How Prompt Caching Works in the Agent Loop
OpenAI’s prompt caching stores the computed key-value tensors behind a repeated prompt prefix so that the static portion of every API request — system prompt, tool definitions, AGENTS.md instructions, and reference documents — bills at a fraction of the normal input rate 2. Caching is automatic for any prompt containing 1,024 tokens or more; there is no opt-in flag and no additional fee for cache writes 3.
The core constraint is exact prefix matching: the cached portion of a previous request must be an identical prefix of the new request 3. In practice, this means Codex CLI’s agent loop naturally benefits because each turn appends new messages (tool results, assistant responses) to the end of an ever-growing conversation array, preserving the prefix.
sequenceDiagram
participant CLI as Codex CLI
participant API as OpenAI API
CLI->>API: Turn 1 [system + tools + user] (1,800 tokens)
Note right of API: Cache MISS → store prefix
API-->>CLI: Response
CLI->>API: Turn 2 [system + tools + user + asst + tool_result + user] (3,200 tokens)
Note right of API: Cache HIT on first 1,800 tokens
API-->>CLI: Response (lower latency, 50% off cached portion)
CLI->>API: Turn 3 [prefix grows to 5,100 tokens]
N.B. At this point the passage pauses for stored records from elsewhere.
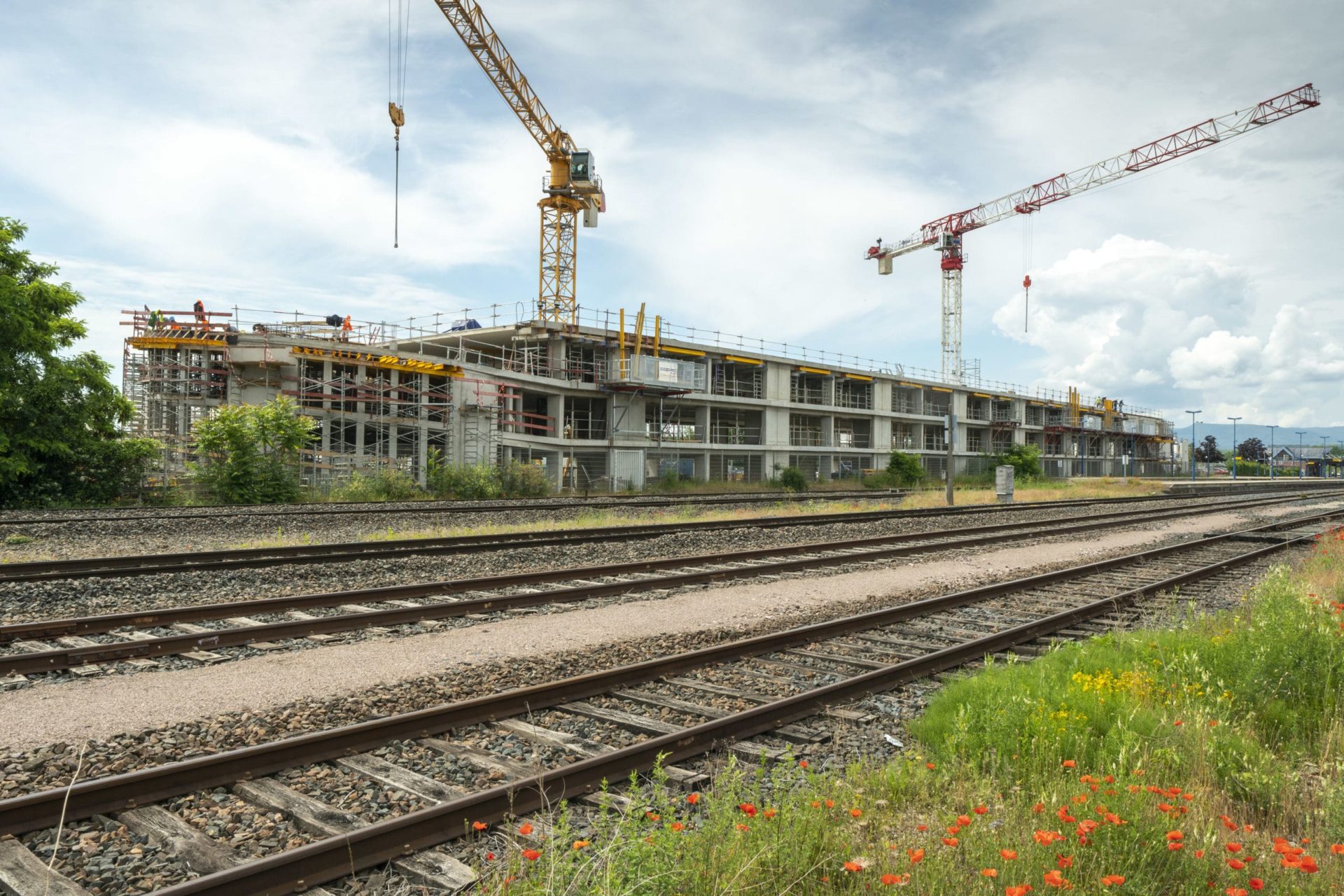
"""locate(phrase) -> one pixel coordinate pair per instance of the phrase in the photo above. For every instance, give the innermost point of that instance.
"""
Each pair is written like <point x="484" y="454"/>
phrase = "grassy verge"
<point x="600" y="519"/>
<point x="1208" y="760"/>
<point x="1042" y="491"/>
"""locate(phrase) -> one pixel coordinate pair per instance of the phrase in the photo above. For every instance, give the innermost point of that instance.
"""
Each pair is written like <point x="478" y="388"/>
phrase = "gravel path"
<point x="105" y="707"/>
<point x="219" y="531"/>
<point x="20" y="602"/>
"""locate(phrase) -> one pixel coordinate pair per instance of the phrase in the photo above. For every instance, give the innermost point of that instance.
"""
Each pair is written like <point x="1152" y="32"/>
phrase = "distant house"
<point x="1308" y="458"/>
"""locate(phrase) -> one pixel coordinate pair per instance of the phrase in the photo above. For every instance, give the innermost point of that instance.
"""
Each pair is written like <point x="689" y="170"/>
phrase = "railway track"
<point x="88" y="644"/>
<point x="761" y="696"/>
<point x="604" y="501"/>
<point x="351" y="551"/>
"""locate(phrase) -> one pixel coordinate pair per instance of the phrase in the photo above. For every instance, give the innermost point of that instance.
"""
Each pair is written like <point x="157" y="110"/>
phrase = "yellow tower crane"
<point x="571" y="188"/>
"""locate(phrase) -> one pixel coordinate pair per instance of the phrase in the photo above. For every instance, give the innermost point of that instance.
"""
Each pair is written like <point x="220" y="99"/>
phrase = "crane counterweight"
<point x="945" y="232"/>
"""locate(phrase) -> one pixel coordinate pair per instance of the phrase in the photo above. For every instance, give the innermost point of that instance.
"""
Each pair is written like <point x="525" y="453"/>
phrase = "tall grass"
<point x="1198" y="761"/>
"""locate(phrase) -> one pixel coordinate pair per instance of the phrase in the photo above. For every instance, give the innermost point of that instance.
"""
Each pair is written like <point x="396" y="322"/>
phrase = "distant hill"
<point x="1282" y="435"/>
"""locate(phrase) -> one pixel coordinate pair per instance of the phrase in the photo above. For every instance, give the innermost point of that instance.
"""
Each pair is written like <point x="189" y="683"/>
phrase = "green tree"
<point x="905" y="469"/>
<point x="1025" y="461"/>
<point x="249" y="453"/>
<point x="792" y="479"/>
<point x="61" y="418"/>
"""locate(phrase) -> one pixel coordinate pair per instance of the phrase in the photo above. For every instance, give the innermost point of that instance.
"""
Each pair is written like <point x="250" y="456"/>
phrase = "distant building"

Note right of API: Cache HIT on first 3,200 tokens
API-->>CLI: Response
Cached input tokens appear in the API response under prompt_tokens_details.cached_tokens 3. Codex CLI v0.140.0 introduced /usage views that surface daily and weekly token activity, making it easier to spot whether your sessions are actually hitting the cache 4.
What the Research Found
Lumer et al. evaluated three caching strategies across over 500 agent sessions on DeepResearchBench, a multi-turn benchmark where agents autonomously execute web-search tool calls to answer complex research questions 1:
| Strategy | Cost Reduction | TTFT Improvement |
|---|---|---|
| Full context caching | 41–80% | 13–31% |
| System-prompt-only caching | 41–80% (most consistent) | 13–31% |
| Caching excluding dynamic tool results | 41–80% | 13–31% |
The headline numbers — 41–80% cost reduction and 13–31% time-to-first-token improvement — held across all three providers 1. But the paper’s most useful finding was a warning: naively caching everything, including tool-call results, paradoxically increased latency in some conditions 1. The reason is that dynamic content injected into the middle of the cached prefix invalidates the cache from that point forward, forcing re-computation of all subsequent tokens.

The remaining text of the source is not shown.